When a witness fails or refuses to answer a question during a Missouri personal injury deposition, "the proponent of the question may move for an order compelling an answer." (Rule 61.01(g)). The deposition can be terminated at that time to apply for an order, or the order can be filed after the deposition is completed. Id.

What Happens If The Court Grants A Motion To Compel?

If the court grants the Motion to Compel, the rules allow the court to force the party or deponent whose conduct necessitated the motion, or the attorney who advised such conduct, or both, to pay the moving parties reasonable expenses. These expenses often include attorneys' fees.

What Happens If The Court Denies A Motion To Compel?

If the court denies the motion, the court can assess the same costs to the moving party at the same discretion. If the motion is denied in part and granted in part, the court may apportion the expenses in a just manner. Failure to comply with an order to compel can lead to a list of consequences including, but not limited to, contempt of court. (Rule 61.01(d)).

What Cases Govern Missouri Depositions?

In McClelland v. Ozenberger, M.D., the court was asked for the first time to interpret Missouri Civil Procedure Rule 56.01(b)(4)(b) and "to determine whether a defendant is required to pay for the reasonable fee of a supplemental deposition of plaintiff's expert, which was ordered because plaintiff's counsel instructed the expert not to answer questions which were later deemed proper." McClelland v. Ozenberger, M.D., 805 S.W.2d 264, 270 (Mo.App. W.D. 1991). Rule 56.01(b)(4)(b) states in pertinent part:

(b) A party may discover by deposition the facts and opinions to which the expert is expected to testify. Unless manifest injustice would result, the court shall require that the party seeking discovery pay the expert a reasonable fee for responding to discovery by deposition.

In McClelland, the defendant deposed the plaintiff's expert witness. On advice of plaintiff's counsel, the witness declined to answer "a number" of questions. Defendant then filed a Motion to Compel and the trial judge ordered the expert to answer the questions in a subsequent deposition. Plaintiff then asked the court to order Defendant to pay for the cost of re-deposing the expert, arguing that Defendant would have had to pay for the time had the expert answered the questions in the first deposition. Although McClelland was later overruled on a different issue, the court held that Plaintiff's request is denied and that Plaintiff had to pay for the subsequent deposition.
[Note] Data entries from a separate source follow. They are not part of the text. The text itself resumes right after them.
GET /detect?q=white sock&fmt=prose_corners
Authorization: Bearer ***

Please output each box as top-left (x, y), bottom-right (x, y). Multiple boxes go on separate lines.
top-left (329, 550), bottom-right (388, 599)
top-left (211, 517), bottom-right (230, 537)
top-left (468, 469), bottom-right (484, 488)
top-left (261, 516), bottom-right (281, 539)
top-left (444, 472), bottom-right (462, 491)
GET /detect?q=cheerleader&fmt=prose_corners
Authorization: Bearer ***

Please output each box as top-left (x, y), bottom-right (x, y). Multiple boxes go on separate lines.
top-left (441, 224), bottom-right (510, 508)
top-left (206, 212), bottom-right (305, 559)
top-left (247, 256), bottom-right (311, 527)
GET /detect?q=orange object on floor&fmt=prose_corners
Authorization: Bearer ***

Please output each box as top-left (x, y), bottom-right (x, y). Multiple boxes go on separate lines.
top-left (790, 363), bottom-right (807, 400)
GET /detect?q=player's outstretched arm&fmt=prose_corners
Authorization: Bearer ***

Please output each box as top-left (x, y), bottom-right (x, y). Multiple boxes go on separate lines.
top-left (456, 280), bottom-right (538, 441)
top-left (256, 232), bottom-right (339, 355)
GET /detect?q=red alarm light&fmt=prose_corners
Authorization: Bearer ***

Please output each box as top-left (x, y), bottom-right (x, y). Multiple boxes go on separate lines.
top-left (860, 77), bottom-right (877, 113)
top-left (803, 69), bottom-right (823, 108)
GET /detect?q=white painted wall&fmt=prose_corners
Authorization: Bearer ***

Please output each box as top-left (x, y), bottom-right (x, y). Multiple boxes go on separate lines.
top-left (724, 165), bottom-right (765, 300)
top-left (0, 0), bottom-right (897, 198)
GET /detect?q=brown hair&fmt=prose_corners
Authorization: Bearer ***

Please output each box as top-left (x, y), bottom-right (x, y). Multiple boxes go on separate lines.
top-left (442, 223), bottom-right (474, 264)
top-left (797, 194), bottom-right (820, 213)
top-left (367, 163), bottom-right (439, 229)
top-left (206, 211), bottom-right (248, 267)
In McClelland, the party who was instructed not to answer, by counsel, ended up paying the additional costs of having a completely separate deposition. There is minimal case law in this area, but it is reasonable to infer that Missouri courts would utilize the power they have been granted and assess costs to the parties that blatantly chose not to follow the Missouri Rules of Civil Procedure by remaining silent.
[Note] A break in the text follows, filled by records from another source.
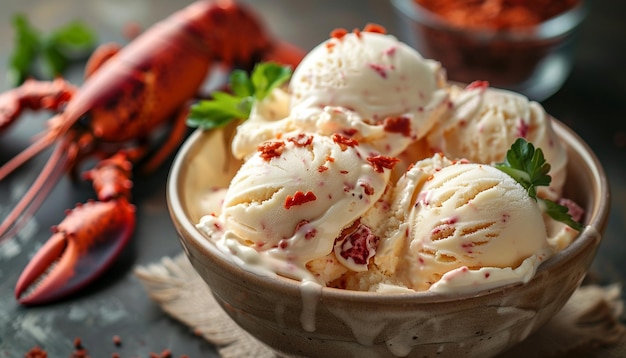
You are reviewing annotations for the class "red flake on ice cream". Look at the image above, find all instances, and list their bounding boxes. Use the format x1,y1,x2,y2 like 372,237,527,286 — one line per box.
332,133,359,150
318,165,329,172
360,183,375,195
337,224,379,265
363,23,387,34
288,133,314,147
517,119,529,138
367,155,400,173
369,63,389,78
258,141,286,161
383,116,412,136
330,28,348,40
285,191,317,209
466,80,489,90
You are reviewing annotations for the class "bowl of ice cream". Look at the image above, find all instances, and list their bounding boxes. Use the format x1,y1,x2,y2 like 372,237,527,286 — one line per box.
391,0,588,101
167,26,609,358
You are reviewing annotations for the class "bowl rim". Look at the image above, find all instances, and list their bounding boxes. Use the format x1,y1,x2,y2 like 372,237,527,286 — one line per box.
390,0,588,41
167,118,609,304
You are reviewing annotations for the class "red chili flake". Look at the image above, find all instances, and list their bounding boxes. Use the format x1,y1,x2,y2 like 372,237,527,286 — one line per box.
516,119,529,138
340,170,349,174
330,28,348,39
466,80,489,90
368,63,388,78
112,335,122,347
74,337,83,349
284,191,317,209
360,183,375,195
367,155,400,173
318,165,329,173
258,141,285,161
288,133,314,147
383,116,411,136
332,133,359,150
25,346,47,358
363,23,387,34
326,155,335,162
336,223,379,265
279,240,289,249
112,354,120,358
342,127,358,136
160,349,172,358
485,272,491,278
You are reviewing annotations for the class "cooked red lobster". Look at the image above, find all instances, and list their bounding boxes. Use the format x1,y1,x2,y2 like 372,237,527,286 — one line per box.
0,0,304,305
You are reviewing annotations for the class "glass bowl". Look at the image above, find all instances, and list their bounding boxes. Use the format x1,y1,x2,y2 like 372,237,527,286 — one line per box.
391,0,588,101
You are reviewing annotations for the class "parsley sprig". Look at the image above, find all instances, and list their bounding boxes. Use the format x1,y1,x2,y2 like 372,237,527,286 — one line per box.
495,138,583,231
187,62,292,130
9,14,97,86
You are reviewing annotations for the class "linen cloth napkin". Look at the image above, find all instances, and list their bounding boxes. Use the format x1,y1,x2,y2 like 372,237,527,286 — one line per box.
135,254,626,358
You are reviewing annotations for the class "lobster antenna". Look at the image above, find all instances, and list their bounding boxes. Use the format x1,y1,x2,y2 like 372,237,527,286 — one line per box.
0,143,71,240
0,124,60,182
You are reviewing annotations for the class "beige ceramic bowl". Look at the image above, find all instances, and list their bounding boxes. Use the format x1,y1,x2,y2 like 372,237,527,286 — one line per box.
167,120,609,358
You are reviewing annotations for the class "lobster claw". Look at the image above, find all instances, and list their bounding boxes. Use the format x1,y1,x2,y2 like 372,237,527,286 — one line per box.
15,198,135,305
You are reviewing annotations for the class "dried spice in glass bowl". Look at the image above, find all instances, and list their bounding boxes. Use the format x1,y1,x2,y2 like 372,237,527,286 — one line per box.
391,0,587,101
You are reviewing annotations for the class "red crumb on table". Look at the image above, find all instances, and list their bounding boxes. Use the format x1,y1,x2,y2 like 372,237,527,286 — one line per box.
363,23,387,34
285,191,317,209
332,133,359,150
159,349,172,358
367,155,400,173
383,116,412,136
73,337,83,349
112,354,120,358
258,141,285,161
25,346,47,358
112,335,122,347
414,0,580,30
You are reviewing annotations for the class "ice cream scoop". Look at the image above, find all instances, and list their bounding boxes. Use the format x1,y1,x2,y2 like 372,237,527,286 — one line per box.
198,133,398,282
231,26,449,159
425,82,568,199
378,155,552,293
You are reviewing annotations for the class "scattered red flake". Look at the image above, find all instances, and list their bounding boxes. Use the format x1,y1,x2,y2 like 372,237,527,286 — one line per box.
326,155,335,162
112,335,122,347
342,127,358,136
25,346,47,358
383,116,411,136
340,170,349,174
330,28,348,39
295,220,318,240
279,240,289,249
485,272,491,278
74,337,83,349
369,63,388,78
70,348,89,358
288,133,314,147
325,42,336,52
112,354,120,358
258,141,285,161
558,198,585,223
517,119,529,138
353,28,362,38
363,23,387,34
318,165,329,173
332,133,359,150
466,80,489,90
336,223,379,265
367,155,400,173
284,191,317,209
159,349,172,358
360,183,375,195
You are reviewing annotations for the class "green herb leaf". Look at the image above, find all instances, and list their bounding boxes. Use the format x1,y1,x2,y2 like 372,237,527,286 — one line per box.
8,14,97,86
187,62,292,129
495,138,582,231
8,14,41,86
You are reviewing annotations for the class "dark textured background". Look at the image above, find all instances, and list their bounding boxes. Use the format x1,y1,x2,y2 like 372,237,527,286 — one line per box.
0,1,624,356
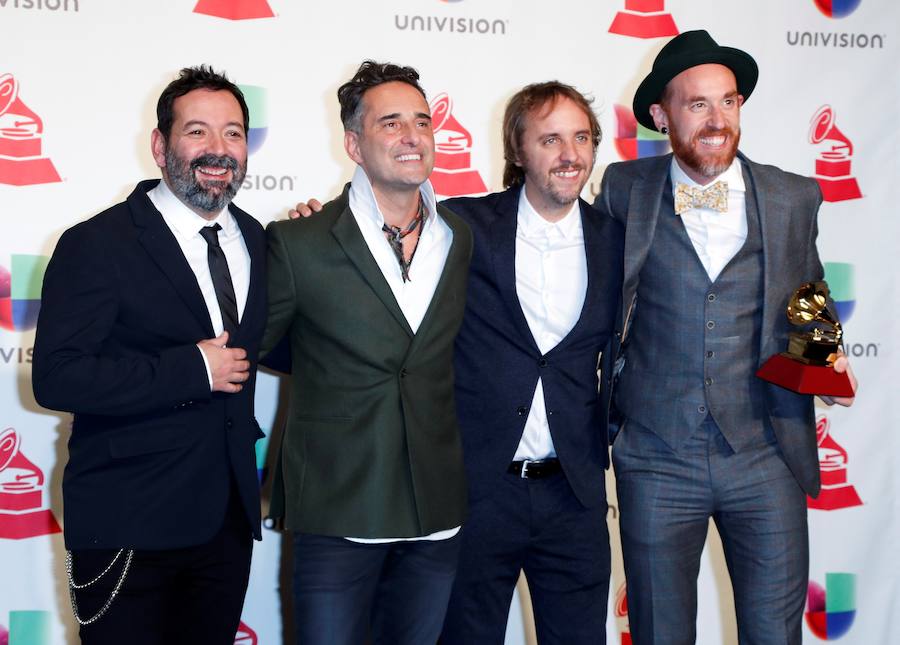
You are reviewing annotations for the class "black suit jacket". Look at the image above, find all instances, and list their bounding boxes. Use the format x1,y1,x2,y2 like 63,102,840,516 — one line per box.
32,179,267,550
444,186,624,508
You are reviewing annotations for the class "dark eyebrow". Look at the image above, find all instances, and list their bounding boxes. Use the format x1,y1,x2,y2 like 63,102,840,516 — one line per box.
377,112,432,123
182,119,245,131
686,90,739,103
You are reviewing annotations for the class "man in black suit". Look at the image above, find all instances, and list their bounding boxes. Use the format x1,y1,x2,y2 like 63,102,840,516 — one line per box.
32,66,266,645
439,83,623,644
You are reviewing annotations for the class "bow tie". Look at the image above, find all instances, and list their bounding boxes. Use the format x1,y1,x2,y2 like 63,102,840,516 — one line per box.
674,180,729,215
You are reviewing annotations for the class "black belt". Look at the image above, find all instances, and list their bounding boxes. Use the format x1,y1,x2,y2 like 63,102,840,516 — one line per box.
507,458,561,479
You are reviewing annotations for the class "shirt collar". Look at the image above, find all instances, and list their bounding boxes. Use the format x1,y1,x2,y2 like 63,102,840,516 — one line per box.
670,156,745,193
517,186,581,239
147,178,235,241
348,165,439,233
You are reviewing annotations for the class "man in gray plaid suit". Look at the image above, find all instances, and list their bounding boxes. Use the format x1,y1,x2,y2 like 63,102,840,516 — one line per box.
594,29,857,645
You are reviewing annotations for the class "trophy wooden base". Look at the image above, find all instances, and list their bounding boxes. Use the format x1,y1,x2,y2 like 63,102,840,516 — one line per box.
756,353,854,397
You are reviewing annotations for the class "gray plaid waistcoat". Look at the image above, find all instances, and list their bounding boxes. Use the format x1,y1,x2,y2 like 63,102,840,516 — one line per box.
616,177,769,451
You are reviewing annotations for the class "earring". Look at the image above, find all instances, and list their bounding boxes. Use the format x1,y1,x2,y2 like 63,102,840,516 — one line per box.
660,126,669,135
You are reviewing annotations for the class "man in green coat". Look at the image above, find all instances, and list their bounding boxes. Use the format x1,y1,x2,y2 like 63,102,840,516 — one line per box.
261,61,472,645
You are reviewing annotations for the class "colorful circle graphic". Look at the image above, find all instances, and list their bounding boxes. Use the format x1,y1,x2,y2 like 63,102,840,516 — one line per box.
814,0,863,19
806,573,856,640
0,255,48,332
239,85,268,155
613,104,670,161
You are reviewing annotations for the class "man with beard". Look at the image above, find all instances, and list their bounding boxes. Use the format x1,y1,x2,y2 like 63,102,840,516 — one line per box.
439,82,623,645
594,30,857,644
291,81,624,644
33,66,266,644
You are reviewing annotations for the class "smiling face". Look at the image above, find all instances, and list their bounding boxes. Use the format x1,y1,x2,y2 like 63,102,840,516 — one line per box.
650,63,742,185
151,88,248,218
516,96,595,222
344,81,435,203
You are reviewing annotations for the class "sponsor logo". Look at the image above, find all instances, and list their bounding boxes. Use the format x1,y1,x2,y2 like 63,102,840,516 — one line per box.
0,611,52,645
394,1,508,36
806,573,856,640
608,0,678,39
193,0,274,20
813,0,862,19
822,261,878,358
255,431,269,485
238,85,268,155
808,415,862,511
234,621,258,645
0,74,61,186
429,93,487,197
614,582,632,644
809,105,862,202
0,427,62,540
0,0,79,11
824,262,854,322
0,254,47,333
613,104,670,160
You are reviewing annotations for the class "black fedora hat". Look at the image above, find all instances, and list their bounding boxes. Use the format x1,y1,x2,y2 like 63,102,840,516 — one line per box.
632,29,758,131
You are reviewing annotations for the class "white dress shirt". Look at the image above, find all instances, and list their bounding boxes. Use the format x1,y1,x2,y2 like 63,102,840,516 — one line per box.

Missouri Personal Injury Deposition Conduct Summary

Although there are slight wording differences in the Missouri and Federal Rules of Civil Procedure, the spirit of both rules regarding depositions are similar. Both Rules seek to prevent discovery abuse while ensuring maximum discovery by insisting the parties answer every properly presented question.

Pursuant to Missouri personal injury law, the deponent is required to answer every question asked by opposing counsel unless the information is privileged or the question was posed to harass or embarrass the deponent. If, during a deposition, the deponent does not answer, or is being instructed not to answer questions that do not fall under the two aforementioned categories, the party seeking an answer may file a Motion to Compel with the trial court.

If the Motion is granted, the court will order the deposed to answer the question and has the discretion to "sanction" the non-moving party, after a hearing, with the costs of the subsequent deposition and attorney's fees. The moving party may terminate the deposition immediately to file the Motion. If, however, the motion to compel is denied, the trial court has the discretion to assess the moving party with the reasonable expenses incurred in opposing the motion, including attorneys' fees.